瀬戸内と仙台平

瀬戸内は、瀬戸内海のことですよね。
でも、いったいどこからどこまでが、瀬戸内なのか。よくわからないところがあります。
讃岐に生まれ育った私にも定かではありません。
でも、それで良いのでしょう。
皆それぞれに、「ここは瀬戸内」と思っていれば。

「牛窓の港も、この宿のように古びた街だ。
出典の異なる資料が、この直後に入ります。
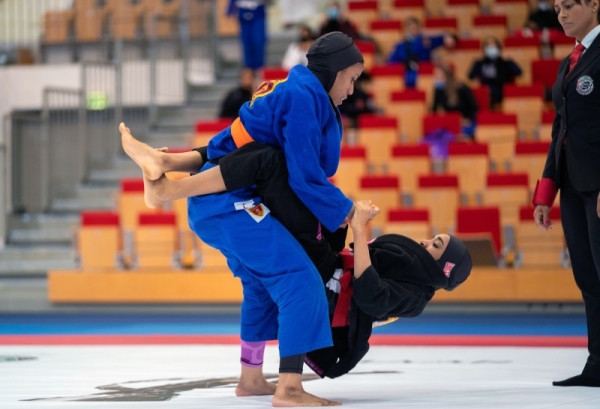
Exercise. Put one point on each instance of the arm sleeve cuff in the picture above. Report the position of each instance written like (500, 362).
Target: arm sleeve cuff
(203, 151)
(545, 192)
」

奈良本辰也は、『瀬戸内の旅情』と題する紀行文に、そのように書いてあります。
奈良本辰也は大正二年に、山口県の大島に生まれているお方なのですが。
その奈良本辰也もまた、「瀬戸内生まれ」と感じて板らしい。
瀬戸内はまた人の名前にもありますね。
たとえば、瀬戸内寂聴だとか。
瀬戸内寂聴は大正十一年五月十五日に、徳島に生まれています。本名は、三谷晴美。実家は大きな仏壇屋だったという。
では、瀬戸内寂聴は筆名だったのか。いえいえ、そうではありません。
お父さんの、三谷豊吉の、いろんな事情から、姓が「瀬戸内」に変ったので。昭和四年頃の話なのですが。
瀬戸内寂聴は以前、「瀬戸内晴美」を名乗っていました。これは本名だったわけですね。
瀬戸内晴美は、小学校、中学校、女学校を通じて、開校以来の秀才だったという。
少なくともありあまる才能に恵まれて生まれてきたお方だったに違いありません。
また、瀬戸内晴美は恋愛の天才でもありました。瀬戸内晴美から恋愛を抜いたら話すことが少なくなってしまう。こんなふうに思うのは私だけではないでしょう。

「それは恋愛にしても、文学に対しても、信仰に対しても、一向専心に生き抜いたのを僕は才女と言いたいのだ。」

今 東光は『瀬戸内晴美君を見守る』という随筆の中に、そのように書いています。
昭和四十八年十一月十四日。今 東光によって剃髪して、瀬戸内寂聴になったのは、ご存じの通り。
仏教における得度は神聖なもので。どの寺でも躊躇した。それで最後に引き受けてくれたのが、「中尊寺」の管長、今 東光だったのですね。
瀬戸内寂聴には、『あきらめない人生』と題する随筆集があります。この中に『虫干し』の章がありまして。

「父の五つの紋の紋付や、仙台平の袴、母の黒留袖、訪問着、」

そんな虫干しの様子が描かれています。
「仙台平」は、袴地。
とくに袴地と決められているわけではありませんが。袴に最適の絹地であること。昔からの常識になっています。
畳の上で立っても座っても皺にならない。座った姿勢から立ちあがっても、袴の線が美しいまま保たれる。そんな生地は仙台平以外にないのです。
昔、仙台には、「甲田栄佑」という仙台平の名人がいました。当時の「人間国宝」だった人物。仙台平は、特殊な織り方が求められるから。世界に誇る日本の伝統技。
どなたか仙台平の上着を仕立てて頂けませんでしょうか。